A partir de aquel año, una nueva Rosalinda pareció emerger con sólo dos fijaciones en mente: divorciarse de Peter y acompañar a Juan Luis en los últimos tramos de su existencia a lo largo de estancias temporales en Madrid. Él, según ella, envejecía a pasos de gigante, cada día más desilusionado, más deteriorado. Su energía, la agilidad mental, su ímpetu y aquel dinamismo de los viejos tiempos de la Alta Comisaría se apagaban con las horas. Le gustaba que ella lo sacara en coche, que fueran a comer a cualquier pueblo de la sierra, a un vulgar mesón al pie de la carretera, lejos del asfalto. Cuando no tenían más remedio que quedarse, paseaban. A veces se encontraban con viejos dinosaurios con los que un día él compartió cuarteles y despachos. La presentaba como mi Rosalinda, lo más sagrado en el mundo después de la Virgen. Ella, entonces, reía.

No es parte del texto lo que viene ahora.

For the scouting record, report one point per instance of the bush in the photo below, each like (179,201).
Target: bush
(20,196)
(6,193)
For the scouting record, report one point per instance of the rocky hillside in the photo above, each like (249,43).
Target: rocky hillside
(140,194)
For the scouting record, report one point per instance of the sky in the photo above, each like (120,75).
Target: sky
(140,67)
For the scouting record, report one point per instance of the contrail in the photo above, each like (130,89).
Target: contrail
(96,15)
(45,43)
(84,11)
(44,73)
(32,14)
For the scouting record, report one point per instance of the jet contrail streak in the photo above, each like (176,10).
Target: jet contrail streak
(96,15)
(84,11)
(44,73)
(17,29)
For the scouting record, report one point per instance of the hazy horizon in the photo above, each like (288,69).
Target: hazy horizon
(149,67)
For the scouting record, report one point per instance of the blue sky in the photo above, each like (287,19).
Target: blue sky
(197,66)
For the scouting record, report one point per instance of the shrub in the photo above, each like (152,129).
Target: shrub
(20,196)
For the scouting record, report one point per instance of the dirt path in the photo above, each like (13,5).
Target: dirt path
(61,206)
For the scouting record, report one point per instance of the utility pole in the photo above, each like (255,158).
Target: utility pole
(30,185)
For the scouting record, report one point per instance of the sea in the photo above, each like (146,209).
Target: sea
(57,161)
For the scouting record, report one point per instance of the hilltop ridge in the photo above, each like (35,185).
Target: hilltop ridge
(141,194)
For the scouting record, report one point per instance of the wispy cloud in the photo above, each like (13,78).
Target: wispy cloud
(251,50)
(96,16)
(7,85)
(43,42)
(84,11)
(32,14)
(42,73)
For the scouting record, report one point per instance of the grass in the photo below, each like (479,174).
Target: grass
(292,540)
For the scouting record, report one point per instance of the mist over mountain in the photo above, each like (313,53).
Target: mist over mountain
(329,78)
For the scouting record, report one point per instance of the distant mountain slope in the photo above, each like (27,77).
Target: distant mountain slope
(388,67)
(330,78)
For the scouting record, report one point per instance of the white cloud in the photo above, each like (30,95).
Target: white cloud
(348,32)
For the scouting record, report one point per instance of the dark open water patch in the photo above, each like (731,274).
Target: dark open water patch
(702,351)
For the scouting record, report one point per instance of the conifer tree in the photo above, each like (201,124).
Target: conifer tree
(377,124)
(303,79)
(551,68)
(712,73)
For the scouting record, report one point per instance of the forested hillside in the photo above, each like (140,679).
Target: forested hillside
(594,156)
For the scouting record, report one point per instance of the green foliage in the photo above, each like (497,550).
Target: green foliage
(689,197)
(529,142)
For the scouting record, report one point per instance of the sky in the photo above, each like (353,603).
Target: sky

Le costaba trabajo entender por qué él estaba tan derrotado cuando no era demasiado viejo en años. Andaría entonces aún por los sesenta y pocos, pero era ya un anciano acabado en espíritu. Estaba cansado, entristecido, defraudado. De todos, con todos. Y entonces se le ocurrió la última de sus genialidades: pasar sus últimos años mirando hacia Marruecos. No dentro del país, sino contemplándolo desde la distancia. Prefería no retornar: apenas quedaba ya allí nadie de aquellos con quienes compartió sus tiempos de gloria. El Protectorado había acabado el año anterior y Marruecos, recobrado su independencia. Los españoles se habían ido y de sus viejos amigos marroquíes quedarían ya pocos vivos. No quiso volver a Tetuan, pero sí terminar sus días con aquella tierra en el horizonte. Y así se lo pidió. Ve al sur, Rosalinda, busca un sitio para nosotros mirando al mar.